Pour les automobilistes, recharger une pile serait six fois moins coûteux que de remplir un réservoir d’essence. De plus, la voiture électrique aiderait le Québec à atteindre ses cibles de réduction des gaz à effet de serre, soit jusqu’à 20 % sous le niveau de 1990 d’ici à 2020; à l’heure actuelle, les transports sont responsables de 42 % des émissions de gaz à effet de serre dans la province.

Déjà, la restructuration en cours dans l’industrie automobile a donné le feu vert à l’avènement de véhicules moins polluants. «Il n’y a pas une semaine qui passe sans qu’un fabricant annonce un produit hybride ou électrique à venir, dit Christian Navarre, professeur de gestion à l’Université d’Ottawa et spécialiste de l’automobile. Par exemple, Chrysler compte plusieurs modèles électriques dans son plan de relance.»

Combien ça coûterait?

Il est encore trop tôt pour déterminer combien il en coûterait de faire revivre l’industrie québécoise de l’automobile, disparue depuis la fermeture de l’usine GM à Boisbriand. «Hydro-Québec devra s’associer à un partenaire privé, dit Christian Navarre. La société d’État a le savoir-faire pour le moteur et l’alimentation en électricité, mais pas pour l’assemblage et la vente du véhicule.» Les investissements proviendraient donc de l’entreprise privée.

Est-ce réalisable?

«Ce qui est certain, c’est que nous pourrons fournir le moteur et l’électricité», dit Flavie Côté, attachée de presse chez Hydro-Québec. Si les tests avec Tata Motors sont concluants, Hydro-Québec pourrait poursuivre avec le constructeur indien ou se mettre à la recherche d’un autre partenaire pour commercialiser son moteur TM4 Motive.

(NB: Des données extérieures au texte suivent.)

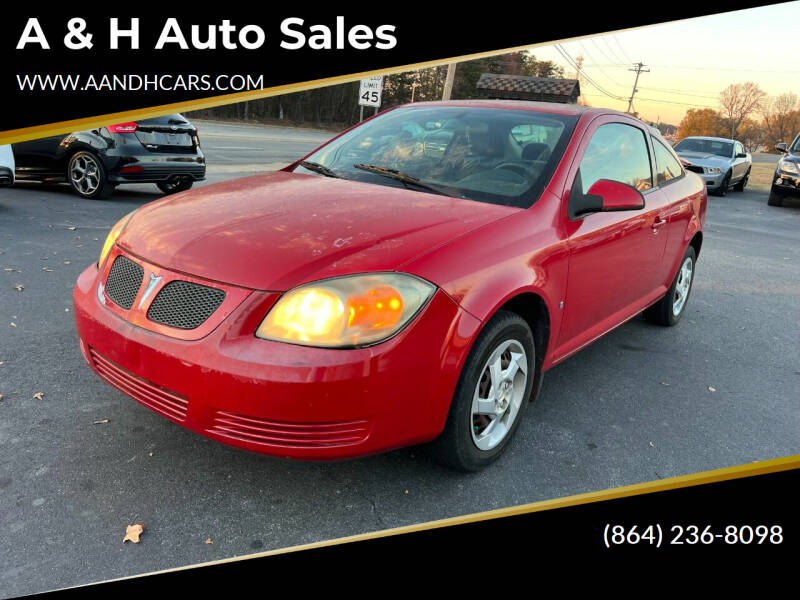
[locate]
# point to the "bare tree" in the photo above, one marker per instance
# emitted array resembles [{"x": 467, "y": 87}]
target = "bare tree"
[
  {"x": 739, "y": 101},
  {"x": 781, "y": 117}
]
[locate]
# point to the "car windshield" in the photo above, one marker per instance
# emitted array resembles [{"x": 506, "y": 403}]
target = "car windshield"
[
  {"x": 717, "y": 147},
  {"x": 485, "y": 154}
]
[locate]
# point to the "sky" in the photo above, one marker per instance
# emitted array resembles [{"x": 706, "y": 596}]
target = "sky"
[{"x": 690, "y": 61}]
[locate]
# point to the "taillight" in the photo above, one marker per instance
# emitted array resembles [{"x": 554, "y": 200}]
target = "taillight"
[{"x": 123, "y": 128}]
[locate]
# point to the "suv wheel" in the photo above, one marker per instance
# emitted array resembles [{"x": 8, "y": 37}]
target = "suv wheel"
[{"x": 87, "y": 176}]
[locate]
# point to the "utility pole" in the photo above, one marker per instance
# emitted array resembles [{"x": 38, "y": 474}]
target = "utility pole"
[
  {"x": 448, "y": 81},
  {"x": 639, "y": 69}
]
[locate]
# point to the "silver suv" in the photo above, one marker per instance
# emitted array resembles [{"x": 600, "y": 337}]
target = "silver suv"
[{"x": 722, "y": 163}]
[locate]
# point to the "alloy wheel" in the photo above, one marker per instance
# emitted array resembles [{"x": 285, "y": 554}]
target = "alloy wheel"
[
  {"x": 682, "y": 286},
  {"x": 84, "y": 172},
  {"x": 499, "y": 394}
]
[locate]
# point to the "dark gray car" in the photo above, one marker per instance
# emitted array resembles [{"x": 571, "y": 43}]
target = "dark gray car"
[
  {"x": 722, "y": 163},
  {"x": 786, "y": 181}
]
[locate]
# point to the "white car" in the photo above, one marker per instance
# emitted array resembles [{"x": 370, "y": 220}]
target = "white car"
[{"x": 6, "y": 166}]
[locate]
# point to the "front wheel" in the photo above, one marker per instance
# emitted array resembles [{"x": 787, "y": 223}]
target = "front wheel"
[
  {"x": 491, "y": 395},
  {"x": 670, "y": 308},
  {"x": 169, "y": 187},
  {"x": 725, "y": 185},
  {"x": 739, "y": 187},
  {"x": 87, "y": 176}
]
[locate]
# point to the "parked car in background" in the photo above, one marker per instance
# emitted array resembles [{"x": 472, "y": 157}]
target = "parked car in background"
[
  {"x": 720, "y": 162},
  {"x": 163, "y": 150},
  {"x": 409, "y": 281},
  {"x": 786, "y": 181},
  {"x": 6, "y": 166}
]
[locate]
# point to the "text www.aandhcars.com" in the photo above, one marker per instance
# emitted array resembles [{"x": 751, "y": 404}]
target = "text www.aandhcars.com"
[{"x": 132, "y": 82}]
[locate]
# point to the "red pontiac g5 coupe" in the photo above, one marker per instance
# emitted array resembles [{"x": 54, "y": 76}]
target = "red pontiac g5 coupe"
[{"x": 409, "y": 281}]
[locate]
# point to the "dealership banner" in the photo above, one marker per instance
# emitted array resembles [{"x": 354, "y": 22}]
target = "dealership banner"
[
  {"x": 70, "y": 64},
  {"x": 744, "y": 514}
]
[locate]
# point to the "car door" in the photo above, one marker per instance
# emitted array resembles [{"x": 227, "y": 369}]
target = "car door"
[
  {"x": 37, "y": 157},
  {"x": 615, "y": 258}
]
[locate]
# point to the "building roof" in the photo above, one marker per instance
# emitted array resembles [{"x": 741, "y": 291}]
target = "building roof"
[{"x": 525, "y": 84}]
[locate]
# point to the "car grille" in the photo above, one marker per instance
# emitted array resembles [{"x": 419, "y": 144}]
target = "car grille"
[
  {"x": 123, "y": 282},
  {"x": 154, "y": 397},
  {"x": 294, "y": 435},
  {"x": 185, "y": 305}
]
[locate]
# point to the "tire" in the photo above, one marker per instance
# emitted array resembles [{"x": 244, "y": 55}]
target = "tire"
[
  {"x": 775, "y": 199},
  {"x": 664, "y": 312},
  {"x": 739, "y": 187},
  {"x": 725, "y": 185},
  {"x": 481, "y": 421},
  {"x": 173, "y": 188},
  {"x": 87, "y": 176}
]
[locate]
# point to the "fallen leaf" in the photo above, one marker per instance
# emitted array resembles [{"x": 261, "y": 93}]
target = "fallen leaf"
[{"x": 132, "y": 533}]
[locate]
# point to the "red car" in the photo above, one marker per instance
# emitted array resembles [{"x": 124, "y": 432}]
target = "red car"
[{"x": 409, "y": 281}]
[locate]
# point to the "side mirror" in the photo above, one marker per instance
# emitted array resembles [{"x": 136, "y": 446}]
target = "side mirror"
[{"x": 605, "y": 195}]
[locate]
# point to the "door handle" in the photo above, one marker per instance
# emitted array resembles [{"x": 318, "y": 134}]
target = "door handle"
[{"x": 657, "y": 225}]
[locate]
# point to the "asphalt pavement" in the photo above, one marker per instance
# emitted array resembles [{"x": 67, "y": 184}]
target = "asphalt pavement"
[{"x": 79, "y": 460}]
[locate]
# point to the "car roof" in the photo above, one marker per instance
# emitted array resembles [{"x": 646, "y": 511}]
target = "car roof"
[
  {"x": 708, "y": 137},
  {"x": 556, "y": 108}
]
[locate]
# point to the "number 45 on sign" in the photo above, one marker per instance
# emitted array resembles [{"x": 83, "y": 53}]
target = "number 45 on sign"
[{"x": 369, "y": 93}]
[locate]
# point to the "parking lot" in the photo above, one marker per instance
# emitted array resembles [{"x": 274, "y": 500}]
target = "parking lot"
[{"x": 79, "y": 460}]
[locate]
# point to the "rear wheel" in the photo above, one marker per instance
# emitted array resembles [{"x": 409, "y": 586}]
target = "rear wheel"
[
  {"x": 491, "y": 395},
  {"x": 739, "y": 187},
  {"x": 87, "y": 176},
  {"x": 775, "y": 199},
  {"x": 725, "y": 185},
  {"x": 670, "y": 308},
  {"x": 173, "y": 187}
]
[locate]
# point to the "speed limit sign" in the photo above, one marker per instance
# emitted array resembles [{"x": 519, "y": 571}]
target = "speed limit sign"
[{"x": 369, "y": 93}]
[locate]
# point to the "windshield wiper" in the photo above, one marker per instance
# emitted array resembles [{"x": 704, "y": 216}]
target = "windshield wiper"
[
  {"x": 318, "y": 168},
  {"x": 404, "y": 178}
]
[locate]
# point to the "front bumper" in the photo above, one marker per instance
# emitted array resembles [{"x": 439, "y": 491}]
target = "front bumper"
[
  {"x": 786, "y": 184},
  {"x": 713, "y": 180},
  {"x": 283, "y": 399}
]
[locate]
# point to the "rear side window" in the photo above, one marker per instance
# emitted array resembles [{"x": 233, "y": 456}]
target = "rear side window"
[
  {"x": 667, "y": 167},
  {"x": 617, "y": 152}
]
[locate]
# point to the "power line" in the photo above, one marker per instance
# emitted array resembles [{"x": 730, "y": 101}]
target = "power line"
[
  {"x": 639, "y": 69},
  {"x": 570, "y": 60}
]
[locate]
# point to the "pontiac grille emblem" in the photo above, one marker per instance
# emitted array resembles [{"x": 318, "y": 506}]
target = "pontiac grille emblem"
[{"x": 151, "y": 285}]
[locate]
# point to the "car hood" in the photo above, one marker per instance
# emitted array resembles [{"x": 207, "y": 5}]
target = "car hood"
[
  {"x": 279, "y": 230},
  {"x": 704, "y": 158}
]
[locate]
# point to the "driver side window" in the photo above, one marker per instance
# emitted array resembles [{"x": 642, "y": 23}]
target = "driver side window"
[{"x": 617, "y": 152}]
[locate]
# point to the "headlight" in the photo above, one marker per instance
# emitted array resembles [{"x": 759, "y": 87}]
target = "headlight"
[
  {"x": 112, "y": 237},
  {"x": 346, "y": 311}
]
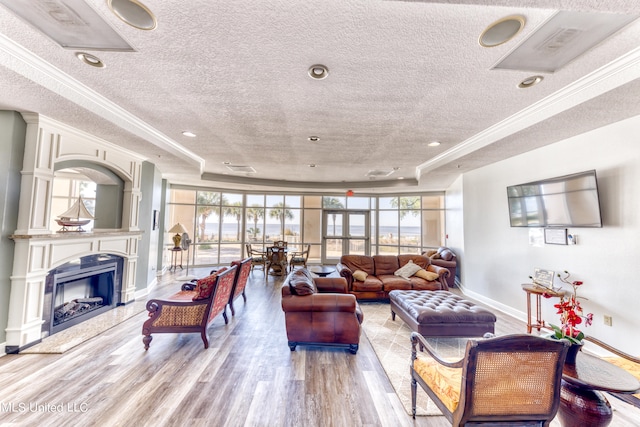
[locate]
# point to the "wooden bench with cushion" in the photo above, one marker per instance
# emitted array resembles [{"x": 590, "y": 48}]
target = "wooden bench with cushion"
[{"x": 190, "y": 311}]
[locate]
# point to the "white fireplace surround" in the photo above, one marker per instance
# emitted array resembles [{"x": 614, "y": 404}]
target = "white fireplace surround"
[{"x": 39, "y": 249}]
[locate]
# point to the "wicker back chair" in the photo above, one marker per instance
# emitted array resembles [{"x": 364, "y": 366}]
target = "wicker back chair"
[
  {"x": 240, "y": 283},
  {"x": 180, "y": 313},
  {"x": 511, "y": 380}
]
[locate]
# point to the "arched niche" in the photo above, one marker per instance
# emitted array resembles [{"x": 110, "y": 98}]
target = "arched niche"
[{"x": 109, "y": 190}]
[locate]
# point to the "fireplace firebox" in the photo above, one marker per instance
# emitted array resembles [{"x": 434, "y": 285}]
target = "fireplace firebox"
[{"x": 80, "y": 290}]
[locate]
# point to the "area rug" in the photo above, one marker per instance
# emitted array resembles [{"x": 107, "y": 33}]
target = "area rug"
[
  {"x": 75, "y": 335},
  {"x": 391, "y": 342}
]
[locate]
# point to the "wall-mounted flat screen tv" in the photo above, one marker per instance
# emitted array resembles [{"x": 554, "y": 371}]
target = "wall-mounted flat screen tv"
[{"x": 565, "y": 201}]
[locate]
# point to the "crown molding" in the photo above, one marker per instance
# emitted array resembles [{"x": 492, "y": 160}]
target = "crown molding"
[
  {"x": 29, "y": 65},
  {"x": 617, "y": 73}
]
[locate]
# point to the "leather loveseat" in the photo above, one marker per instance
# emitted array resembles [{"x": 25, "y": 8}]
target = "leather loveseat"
[
  {"x": 320, "y": 311},
  {"x": 373, "y": 277}
]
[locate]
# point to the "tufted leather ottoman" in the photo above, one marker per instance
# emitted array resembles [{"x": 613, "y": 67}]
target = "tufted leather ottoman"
[{"x": 441, "y": 314}]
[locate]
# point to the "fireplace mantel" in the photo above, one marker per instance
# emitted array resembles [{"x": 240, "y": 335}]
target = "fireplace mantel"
[
  {"x": 75, "y": 235},
  {"x": 37, "y": 248}
]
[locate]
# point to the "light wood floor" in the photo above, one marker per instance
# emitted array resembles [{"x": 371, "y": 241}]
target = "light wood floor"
[{"x": 248, "y": 377}]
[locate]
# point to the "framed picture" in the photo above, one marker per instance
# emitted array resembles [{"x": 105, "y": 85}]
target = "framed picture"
[
  {"x": 555, "y": 236},
  {"x": 543, "y": 277},
  {"x": 156, "y": 215}
]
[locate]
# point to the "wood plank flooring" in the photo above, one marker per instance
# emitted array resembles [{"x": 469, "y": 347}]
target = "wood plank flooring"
[{"x": 248, "y": 377}]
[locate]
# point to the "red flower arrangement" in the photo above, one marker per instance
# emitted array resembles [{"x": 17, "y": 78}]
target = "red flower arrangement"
[{"x": 571, "y": 313}]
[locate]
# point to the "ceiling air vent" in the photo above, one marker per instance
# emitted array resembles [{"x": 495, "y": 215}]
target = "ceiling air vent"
[
  {"x": 72, "y": 24},
  {"x": 244, "y": 169},
  {"x": 563, "y": 38},
  {"x": 379, "y": 173}
]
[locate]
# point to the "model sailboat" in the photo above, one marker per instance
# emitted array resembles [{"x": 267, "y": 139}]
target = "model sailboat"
[{"x": 76, "y": 216}]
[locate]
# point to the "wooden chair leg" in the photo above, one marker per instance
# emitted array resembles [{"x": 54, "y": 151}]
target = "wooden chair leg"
[
  {"x": 146, "y": 340},
  {"x": 414, "y": 392},
  {"x": 205, "y": 340}
]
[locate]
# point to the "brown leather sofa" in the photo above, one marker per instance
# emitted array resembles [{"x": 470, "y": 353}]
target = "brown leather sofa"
[
  {"x": 380, "y": 278},
  {"x": 320, "y": 311},
  {"x": 444, "y": 257}
]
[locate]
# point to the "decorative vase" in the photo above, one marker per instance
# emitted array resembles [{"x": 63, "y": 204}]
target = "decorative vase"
[{"x": 572, "y": 353}]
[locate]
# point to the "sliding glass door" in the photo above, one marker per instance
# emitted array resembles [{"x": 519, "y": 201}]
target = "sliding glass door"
[{"x": 345, "y": 232}]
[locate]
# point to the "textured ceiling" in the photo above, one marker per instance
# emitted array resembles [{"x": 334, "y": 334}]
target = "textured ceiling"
[{"x": 401, "y": 74}]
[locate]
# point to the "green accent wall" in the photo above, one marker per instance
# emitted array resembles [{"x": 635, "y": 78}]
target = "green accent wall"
[{"x": 12, "y": 138}]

Pour l’alimentation électrique, Hydro-Québec est prête à faire face à la de­mande, assure la porte-parole. «Si le quart des voitures en circulation aujourd’hui étaient électriques, cela nécessiterait environ trois térawattheures», soit l’équivalent de l’électricité consommée par 180 000 foyers. «En fait, une voiture électrique ne consomme pas plus qu’un chauffe-eau résidentiel», ajoute Flavie Côté.

Pour l’instant, le principal frein à une voiture électrique commercialisable est le coût de la batterie. L’Institut de recherche d’Hydro-Québec y travaille. «Nous faisons de la recherche fondamentale afin de vendre ce savoir-faire et pour faire avancer l’industrie», dit Flavie Côté.

Toutefois, la compétition sera forte pour attirer des fabricants au Québec, alors que la région du sud de l’Ontario possède déjà une immense industrie de l’automobile. Mais la construction d’une voiture électrique ne requiert pas la même technologie que celle d’un véhicule à essence, fait remarquer Christian Navarre : «C’est beaucoup plus simple.» Et l’électricité, au Québec, on connaît ça.